October 19, 2022
On Wednesday, 19 October 2022 at 18:38:55 UTC, mw wrote:
> That's because now we want to add @mustuse half-way, and it requires global system analysis.

It does not require global system analysis.

> If D started from scratch as Eiffel did, and enforces all query methods are @mustuse from the very beginning, such problem and remedy headache would never existed.

Sure. It's the same with other attributes, like @safe and nothrow.

> So now we need to balance either we want prevent accidentally (but fatal in most cases) discarding function returns, or we want prevent more coupling between modules.

It is possible to achieve both. If the compiler enforces the rules I laid out in my initial post [1] (i.e., inheritance can only remove @mustuse, not add it), then accidentally discarding the return value of a @mustuse function will be impossible, *and* there will be no additional coupling between modules.

Of course, this means that there will be some functions that can never be marked as @mustuse without a breaking change--just like with @safe and nothrow. But that's true even with your proposal. Global analysis does not prevent the addition of @mustuse from breaking code, it just increases the number of places where that breaking change can be made.

[1] https://forum.dlang.org/post/cqlwlnpcbtbkzqnhicwc@forum.dlang.org

October 19, 2022
On Wednesday, 19 October 2022 at 18:56:35 UTC, Paul Backus wrote:
> On Wednesday, 19 October 2022 at 18:38:55 UTC, mw wrote:
>
> It is possible to achieve both. If the compiler enforces the rules I laid out in my initial post [1] (i.e., inheritance can only remove @mustuse, not add it),

This won't work as Teoh has showed the loophole:

1) Base class has @mustuse, derived class does not.  Then the base class's @mustuse can be circumvented by a derived class that omits the attribute, defeating the purpose of @mustuse in the base class.

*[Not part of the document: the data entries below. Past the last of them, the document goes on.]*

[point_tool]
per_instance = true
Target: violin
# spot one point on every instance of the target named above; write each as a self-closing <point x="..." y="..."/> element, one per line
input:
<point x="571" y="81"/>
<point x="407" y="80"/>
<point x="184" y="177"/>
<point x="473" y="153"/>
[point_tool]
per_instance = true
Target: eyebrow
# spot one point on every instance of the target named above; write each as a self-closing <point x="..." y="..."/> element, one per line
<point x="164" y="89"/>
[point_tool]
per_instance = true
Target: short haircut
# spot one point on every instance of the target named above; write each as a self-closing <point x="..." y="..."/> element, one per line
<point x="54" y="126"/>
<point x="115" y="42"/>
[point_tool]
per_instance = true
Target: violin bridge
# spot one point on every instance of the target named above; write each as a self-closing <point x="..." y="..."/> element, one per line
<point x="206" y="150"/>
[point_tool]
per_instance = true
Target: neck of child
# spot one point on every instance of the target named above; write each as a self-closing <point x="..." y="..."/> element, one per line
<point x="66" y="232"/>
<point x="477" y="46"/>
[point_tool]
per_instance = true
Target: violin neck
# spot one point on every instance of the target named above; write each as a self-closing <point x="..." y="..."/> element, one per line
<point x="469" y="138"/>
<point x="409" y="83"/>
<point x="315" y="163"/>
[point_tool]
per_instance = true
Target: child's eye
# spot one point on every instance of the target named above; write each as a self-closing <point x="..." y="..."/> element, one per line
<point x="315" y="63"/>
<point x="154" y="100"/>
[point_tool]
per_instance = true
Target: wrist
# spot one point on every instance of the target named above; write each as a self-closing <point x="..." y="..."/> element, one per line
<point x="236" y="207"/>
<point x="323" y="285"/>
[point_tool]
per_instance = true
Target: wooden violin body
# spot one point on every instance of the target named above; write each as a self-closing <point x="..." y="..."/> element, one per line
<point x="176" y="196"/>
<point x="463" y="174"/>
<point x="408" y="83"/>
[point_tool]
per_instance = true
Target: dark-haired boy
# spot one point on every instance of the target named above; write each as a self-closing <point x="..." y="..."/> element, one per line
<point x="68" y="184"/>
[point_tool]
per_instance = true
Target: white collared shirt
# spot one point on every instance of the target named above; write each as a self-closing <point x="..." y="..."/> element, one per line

> Of course, this means that there will be some functions that can never be marked as @mustuse without a breaking change--just like with @safe and nothrow. But that's true even with your proposal.

In any case it will be a breaking change, I never said otherwise; and it's not of my concern. My only concern is how to make the ideal D code more robust.

October 19, 2022
On Wed, Oct 19, 2022 at 06:50:41PM +0000, Paul Backus via Digitalmars-d wrote: [...]
> The difference between @mustuse and @safe is that adding @safe imposes additional restrictions on the *function*, but adding @mustuse imposes additional restrictions on the *calling code*.
> 
> Another way to think of it is: @safe is like an "out" contract, and @mustuse is like an "in" contract.
> 
> Derived classes are allowed to weaken in contracts and strengthen out contracts, but not the reverse. By the same logic, derived classes are allowed to remove @mustuse and add @safe, but not the reverse.

Hmm, this actually makes a lot of sense.

If a base class method Base.method has @mustuse but the derived class method Derived.method doesn't, that's not a problem: callers who hold a Base reference to the derived instance will respect @mustuse, but Derived.method doesn't care.  Conversely, you can only cast a Base to Derived if it's actually an instance of Derived, so calling .method afterwards without respecting @mustuse doesn't break anything (this does not allow you to circumvent @mustuse on AnotherDerived.method).

So yes, @mustuse propagates up the class hierarchy, but not necessarily down.


T

-- 
He who does not appreciate the beauty of language is not worthy to bemoan its flaws.
October 19, 2022
On Wednesday, 19 October 2022 at 18:50:41 UTC, Paul Backus wrote:
> Another way to think of it is: @safe is like an "out" contract, and @mustuse is like an "in" contract.

ok yeah, that's exactly what i had in mind, i was just in a rush (made it to my meeting with 20s to spare! lol). I think this makes sense and is a useful framework for answering all the other questions.
October 19, 2022
On 10/19/22 11:16, mw wrote:

>> If I now decide to add @mustuse to Derived.fun, in the "derived"
>> module, and we apply your proposed global analysis, this will cause a
>> compilation error in the "doStuff" function in the "base" module!
>>
>> Note that the "base" module does not have any explicit dependency on
>> the "derived" module. It does not import it, or otherwise refer to it
>> in any way. In the real world, these two modules might even be in
>> separate dub packages.
>
> Yes, I know that. But this in my view is still a compiler implementation
> issue:

It is a human issue: Let's assume twenty developers have been using an Animal hierarchy. One day, Bertrand decides to add @mustuse to the new class Giraffe, a decendent of Animal. Now the code is broken all over the place.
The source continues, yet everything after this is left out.